Fairplay, how do you know that most parents talked about sex to their kids during the 70's in Chicago?

States with the Top 10 pregnancy rates among ages 15-19: Nevada, Arizona, Missiissippi, New Mexico, Texas, Florida, California, Georgia, North Carolina, Arkansas. Apparently warm weather contributes to teen pregnancy a great deal ;)

Even in the 1970's in Chicago most parents talked to thier kids about it and the schools taught was was called hygene class. This taught us how to be proper about our bodies and how the insides work and how to prevent pregancy. This was progressive but we had no where near the prgnancy rates they had down in the bible belt even then.

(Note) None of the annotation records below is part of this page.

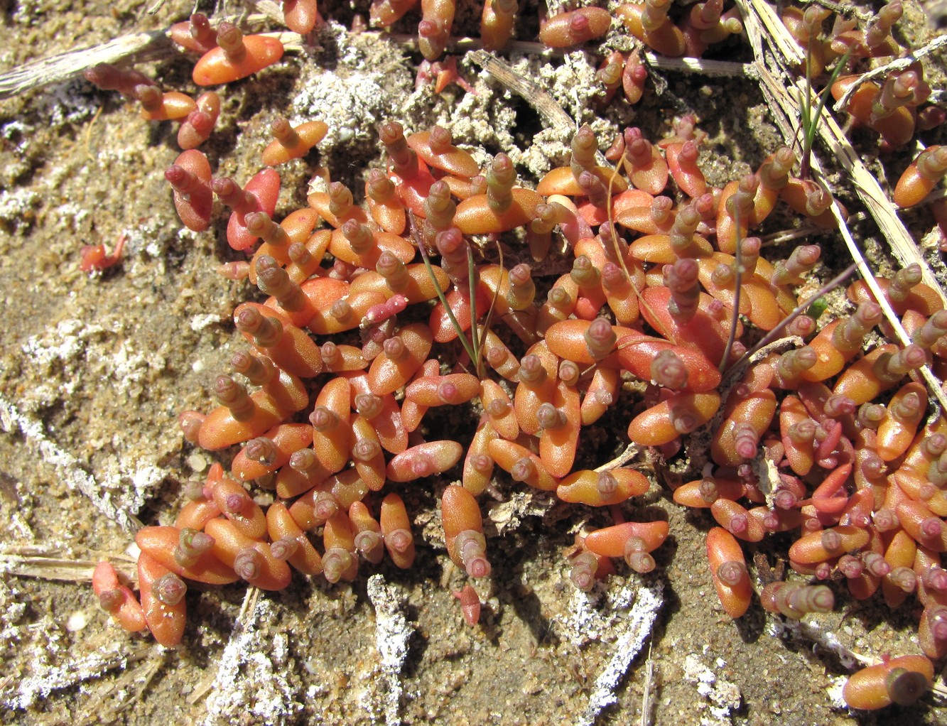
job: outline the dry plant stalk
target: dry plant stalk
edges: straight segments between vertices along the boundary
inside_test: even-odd
[[[773,8],[764,0],[737,0],[737,2],[743,13],[750,45],[753,47],[753,53],[757,59],[754,64],[757,66],[759,88],[769,102],[773,117],[786,143],[792,144],[796,133],[795,119],[800,117],[800,100],[806,91],[805,80],[795,79],[788,68],[791,65],[798,65],[805,58],[789,35],[785,26],[776,16]],[[816,124],[819,138],[829,147],[833,157],[842,164],[859,199],[867,207],[902,267],[907,267],[911,264],[920,265],[922,282],[936,290],[940,295],[944,307],[947,307],[947,293],[920,255],[917,243],[898,217],[894,205],[888,200],[881,185],[878,184],[878,180],[862,163],[838,123],[828,114],[823,114],[816,119]],[[821,170],[814,155],[813,156],[813,167],[816,172]],[[849,251],[858,265],[859,272],[866,283],[881,305],[885,319],[894,328],[899,342],[902,345],[908,345],[911,342],[910,337],[891,309],[887,298],[878,288],[874,273],[855,245],[850,232],[839,214],[837,204],[832,205],[832,211],[839,222],[839,229]],[[920,375],[927,383],[930,392],[940,403],[941,409],[947,411],[947,395],[944,394],[943,385],[938,381],[930,367],[923,366],[920,369]]]

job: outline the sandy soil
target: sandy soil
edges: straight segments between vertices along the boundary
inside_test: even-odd
[[[242,181],[256,170],[277,114],[327,120],[319,153],[283,173],[277,217],[305,204],[317,165],[358,188],[366,165],[381,159],[375,125],[387,117],[410,129],[450,123],[459,141],[510,153],[527,180],[565,161],[568,134],[543,130],[528,103],[475,66],[461,64],[475,96],[456,86],[440,96],[416,92],[417,54],[373,33],[348,33],[348,4],[324,5],[341,25],[319,34],[315,49],[226,88],[205,150],[221,173]],[[364,12],[367,3],[352,5]],[[527,6],[531,12],[535,2]],[[164,27],[190,9],[170,2],[149,16],[128,0],[68,8],[10,0],[0,8],[0,71],[77,44]],[[908,8],[922,41],[923,16]],[[473,27],[472,14],[458,16],[461,30]],[[415,22],[396,29],[409,32]],[[520,37],[533,37],[537,25],[535,16],[525,20]],[[610,46],[627,47],[627,40],[613,38]],[[735,43],[722,57],[749,60],[749,51]],[[663,96],[601,108],[594,56],[512,61],[600,140],[633,122],[657,138],[672,115],[697,113],[710,134],[702,165],[715,184],[755,168],[778,144],[750,81],[667,74]],[[186,58],[142,69],[193,91]],[[628,515],[670,521],[657,571],[613,577],[593,597],[575,592],[562,553],[581,524],[605,523],[607,514],[553,505],[501,481],[508,501],[491,505],[500,522],[490,538],[493,574],[478,588],[487,605],[481,626],[467,627],[451,595],[463,580],[435,526],[444,479],[398,489],[423,532],[409,572],[388,564],[370,582],[366,574],[341,586],[296,576],[242,615],[244,587],[195,588],[184,642],[173,651],[110,626],[83,581],[90,563],[126,552],[131,516],[169,522],[183,502],[182,483],[218,459],[184,444],[175,418],[207,408],[214,377],[241,347],[230,312],[258,294],[214,273],[239,258],[221,241],[223,215],[214,234],[180,227],[162,178],[177,153],[175,130],[141,120],[133,106],[80,78],[0,102],[0,567],[8,573],[0,579],[0,719],[539,726],[590,722],[596,699],[614,693],[598,722],[636,723],[648,691],[646,717],[655,724],[947,721],[947,709],[930,696],[877,717],[849,712],[837,686],[850,664],[813,645],[813,632],[785,630],[756,606],[731,621],[704,558],[711,519],[675,505],[656,479]],[[859,139],[870,148],[868,136]],[[900,170],[906,160],[885,163]],[[930,225],[922,213],[907,222],[919,236]],[[82,245],[111,249],[121,234],[128,244],[118,265],[99,275],[80,272]],[[838,240],[819,241],[827,265],[818,272],[828,277],[847,261]],[[562,269],[551,261],[541,276]],[[629,394],[588,432],[586,464],[621,450],[633,405]],[[428,427],[464,440],[474,421],[459,410]],[[773,563],[788,543],[773,538],[760,552]],[[917,651],[912,612],[835,591],[835,611],[814,621],[819,631],[867,655]],[[610,674],[614,688],[602,685]]]

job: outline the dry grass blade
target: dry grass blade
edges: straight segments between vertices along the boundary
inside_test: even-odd
[[[246,22],[259,23],[269,15],[269,12],[251,15],[246,18]],[[282,13],[279,13],[279,16],[282,17]],[[302,48],[302,38],[298,33],[275,32],[263,35],[278,38],[286,50]],[[180,49],[171,43],[164,30],[121,35],[108,43],[43,58],[0,74],[0,100],[12,98],[14,96],[43,88],[50,83],[61,83],[98,63],[122,64],[160,61],[173,58],[179,52]]]
[[[467,54],[467,58],[510,91],[523,97],[557,131],[563,133],[571,133],[575,131],[576,122],[538,83],[519,75],[486,50],[472,50]]]
[[[937,53],[939,50],[947,47],[947,35],[941,35],[939,38],[935,38],[933,41],[928,43],[921,48],[918,48],[913,53],[903,58],[898,58],[889,63],[884,65],[880,65],[877,68],[872,68],[867,73],[863,73],[858,80],[849,86],[849,89],[845,92],[841,98],[832,106],[832,109],[840,114],[849,105],[849,101],[851,100],[851,97],[855,95],[855,91],[858,87],[867,80],[872,80],[873,79],[881,78],[882,76],[887,76],[893,71],[902,71],[911,66],[912,63],[917,62],[924,56],[928,56],[931,53]]]
[[[753,78],[756,72],[751,63],[733,61],[711,61],[706,58],[670,58],[648,51],[644,54],[648,64],[662,71],[697,73],[708,78]]]
[[[746,19],[750,44],[757,57],[760,88],[770,101],[771,110],[783,137],[787,143],[791,143],[795,133],[795,119],[799,117],[799,101],[805,82],[794,81],[794,76],[788,68],[801,57],[799,49],[795,46],[794,54],[781,57],[779,54],[767,53],[763,47],[764,42],[769,47],[781,50],[787,43],[792,43],[795,46],[795,41],[781,23],[764,25],[763,20],[773,14],[773,9],[763,0],[739,0],[739,5]],[[772,68],[766,64],[767,60],[772,62]],[[878,180],[862,163],[835,119],[828,114],[823,114],[817,123],[819,137],[849,174],[856,193],[881,228],[902,267],[913,263],[920,264],[923,273],[923,282],[938,291],[944,307],[947,307],[947,292],[943,291],[930,266],[920,256],[917,244],[898,218],[894,205],[878,184]]]
[[[763,0],[738,0],[738,4],[743,12],[750,44],[753,46],[753,52],[757,58],[756,63],[760,89],[769,101],[771,111],[783,137],[787,144],[792,144],[795,135],[795,119],[799,118],[800,100],[805,93],[805,80],[795,79],[788,70],[789,66],[794,64],[794,60],[799,55],[798,48],[795,48],[795,53],[786,54],[783,52],[787,44],[792,43],[795,45],[795,42],[781,23],[771,22],[772,18],[775,17],[773,9]],[[769,52],[767,48],[774,52]],[[878,184],[878,180],[862,163],[838,123],[829,114],[822,114],[815,123],[818,126],[819,138],[826,144],[832,157],[838,160],[849,175],[856,193],[888,241],[894,257],[902,267],[907,267],[910,264],[920,265],[922,272],[922,281],[938,292],[944,307],[947,307],[947,292],[944,292],[930,266],[921,257],[914,239],[898,217],[894,205],[884,194],[881,185]],[[813,168],[815,171],[820,170],[818,160],[814,156],[813,157]],[[832,210],[852,259],[855,260],[860,274],[881,305],[885,319],[895,329],[899,342],[902,345],[908,345],[910,337],[902,327],[901,321],[891,309],[886,297],[878,288],[874,273],[858,250],[851,233],[839,214],[837,204],[833,204]],[[947,411],[947,396],[944,394],[940,381],[928,366],[921,369],[920,375],[931,393],[938,398],[941,408]]]
[[[116,569],[129,580],[135,579],[134,560],[131,558],[113,558]],[[0,572],[18,577],[37,577],[63,582],[89,582],[98,559],[75,559],[61,557],[57,550],[38,547],[9,548],[0,552]]]
[[[162,30],[131,33],[87,48],[25,63],[0,75],[0,100],[50,83],[68,80],[98,63],[148,61],[174,55],[171,42]]]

Knowledge is power and kids will do it. Parents need to get real and face it.

My daughter has had sex ed since she was 2...each year that she gets older and more mature...I teach her more..I have taught her the slang and the correct way to call everything...She had sex ed in 5th grade and she told me she knew most of what was said in class because I had already taught her...knowledge is power....in this day and age..children need to be taught and given the correct information...

I was taught the pull'n'pray method.

Kids get lots of incorrect health-related information from their peers and even their parents. This misinformation can be more dangerous than having no information. The material my class learned on this subject at school in the 1980s was much better than what my parents or peers could or would teach me, and I believe it benefitted our health and welfare.

Why sex ed in schools.... because parents are too lazy or too irresponsible to explain it to their children themselves. So they let the state indoctrine their children into the "correct" sexual aspects of our world. YIKES!